Sur cette photo prise le 4 mai 2023, l’architecte Yasmin Lari, présidente de la Pakistan Heritage Foundation, prend la parole lors d’un entretien avec l’AFP dans son jardin à Karachi. (Photo par Asif Hassan/AFP)
Tando Allahar, Pakistan : À 82 ans, l’architecte Yasmin Lari fortifie les communautés rurales pakistanaises vivant en première ligne du changement climatique.
Lari, la première femme architecte du Pakistan, a abandonné des projets de plusieurs millions de dollars dans la ville de Karachi pour développer des maisons pionnières en bambou résistantes aux inondations.
On attribue aux quelques colonies pilotes qui ont déjà été construites le mérite d’avoir sauvé des familles des pires inondations catastrophiques de la mousson qui ont inondé un tiers du pays l’année dernière.
« Nous avons continué à vivre là-bas », a déclaré Khomu Kohli, 45 ans, de Bono Colony, un village à quelques centaines de kilomètres de Karachi.
Les autres habitants ont été contraints de déménager dans la rue où ils vivaient pendant deux mois, jusqu’à ce que l’eau se retire.
Maintenant, Larry fait campagne pour étendre le projet à 1 million de maisons fabriquées à partir de matériaux locaux abordables, créant de nouveaux emplois pour les zones les plus vulnérables.
« J’appelle cela une sorte de co-construction et de co-création, car les gens ont un rôle égal à l’embellir et à le rendre confortable pour eux-mêmes », a-t-elle déclaré.

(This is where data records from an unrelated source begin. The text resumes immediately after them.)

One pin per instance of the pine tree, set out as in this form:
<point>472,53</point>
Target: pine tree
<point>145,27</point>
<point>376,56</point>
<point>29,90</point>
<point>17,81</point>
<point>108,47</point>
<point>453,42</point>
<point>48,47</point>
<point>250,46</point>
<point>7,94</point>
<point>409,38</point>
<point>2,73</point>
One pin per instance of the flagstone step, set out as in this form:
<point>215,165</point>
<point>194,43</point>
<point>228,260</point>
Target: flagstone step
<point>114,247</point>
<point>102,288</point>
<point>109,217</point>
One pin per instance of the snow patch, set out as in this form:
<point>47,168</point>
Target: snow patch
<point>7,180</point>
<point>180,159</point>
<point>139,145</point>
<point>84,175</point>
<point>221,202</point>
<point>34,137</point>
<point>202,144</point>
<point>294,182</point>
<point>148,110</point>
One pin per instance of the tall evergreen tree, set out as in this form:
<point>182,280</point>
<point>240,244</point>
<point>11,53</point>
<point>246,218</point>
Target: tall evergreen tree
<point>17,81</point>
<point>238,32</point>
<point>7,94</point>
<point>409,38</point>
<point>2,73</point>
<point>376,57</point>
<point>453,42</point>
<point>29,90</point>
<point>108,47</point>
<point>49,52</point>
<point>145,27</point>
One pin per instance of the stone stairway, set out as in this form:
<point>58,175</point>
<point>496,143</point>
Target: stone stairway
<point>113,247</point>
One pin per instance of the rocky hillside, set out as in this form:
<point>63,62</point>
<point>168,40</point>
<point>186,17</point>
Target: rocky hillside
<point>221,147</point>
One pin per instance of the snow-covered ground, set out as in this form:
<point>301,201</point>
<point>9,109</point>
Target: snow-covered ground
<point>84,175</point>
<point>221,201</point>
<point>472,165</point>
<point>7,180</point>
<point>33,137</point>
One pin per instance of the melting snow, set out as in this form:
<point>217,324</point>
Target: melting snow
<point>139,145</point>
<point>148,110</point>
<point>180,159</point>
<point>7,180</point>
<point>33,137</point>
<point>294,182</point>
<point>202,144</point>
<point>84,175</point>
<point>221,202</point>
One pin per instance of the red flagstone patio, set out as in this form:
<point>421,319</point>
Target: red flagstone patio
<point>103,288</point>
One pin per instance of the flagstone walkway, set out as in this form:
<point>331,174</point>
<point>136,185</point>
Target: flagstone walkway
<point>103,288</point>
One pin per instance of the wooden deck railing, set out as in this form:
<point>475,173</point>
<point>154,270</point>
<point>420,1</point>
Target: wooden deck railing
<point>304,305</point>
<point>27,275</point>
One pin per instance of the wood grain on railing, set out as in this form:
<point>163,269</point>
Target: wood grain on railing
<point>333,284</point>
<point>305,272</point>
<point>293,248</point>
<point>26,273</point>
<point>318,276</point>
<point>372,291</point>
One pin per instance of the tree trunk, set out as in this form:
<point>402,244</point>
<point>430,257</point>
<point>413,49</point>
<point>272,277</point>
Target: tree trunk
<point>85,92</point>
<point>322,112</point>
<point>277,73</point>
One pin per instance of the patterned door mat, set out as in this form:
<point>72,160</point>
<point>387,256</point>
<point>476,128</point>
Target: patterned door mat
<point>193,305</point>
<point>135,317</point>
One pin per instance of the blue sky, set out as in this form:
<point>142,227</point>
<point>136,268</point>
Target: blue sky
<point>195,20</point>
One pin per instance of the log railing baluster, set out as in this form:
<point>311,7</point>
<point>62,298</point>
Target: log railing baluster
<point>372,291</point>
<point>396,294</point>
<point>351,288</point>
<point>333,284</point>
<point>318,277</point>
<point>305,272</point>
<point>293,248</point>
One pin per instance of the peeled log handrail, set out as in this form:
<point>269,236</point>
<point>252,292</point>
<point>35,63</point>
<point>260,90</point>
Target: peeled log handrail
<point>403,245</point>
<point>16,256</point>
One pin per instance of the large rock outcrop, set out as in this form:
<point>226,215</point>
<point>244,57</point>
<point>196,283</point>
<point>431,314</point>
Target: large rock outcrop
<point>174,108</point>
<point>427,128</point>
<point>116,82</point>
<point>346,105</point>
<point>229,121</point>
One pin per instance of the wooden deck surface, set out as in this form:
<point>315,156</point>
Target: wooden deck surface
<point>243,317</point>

L’architecte, formé au Royaume-Uni, est à l’origine de certains des bâtiments les plus emblématiques de Karachi, notamment des bâtiments brutalistes comme le siège de la Pakistan Oil Company, ainsi qu’une série de maisons de luxe.
Alors qu’elle envisageait de prendre sa retraite, une série de catastrophes naturelles – dont un tremblement de terre massif en 2005 et des inondations en 2010 – ont renforcé sa détermination à continuer à travailler avec la Pakistan Heritage Foundation qui gère ses projets ruraux.
« Je devais trouver la solution, ou trouver un moyen de renforcer les capacités des gens pour qu’ils puissent se débrouiller seuls, au lieu d’attendre une aide extérieure », explique-t-elle à l’AFP.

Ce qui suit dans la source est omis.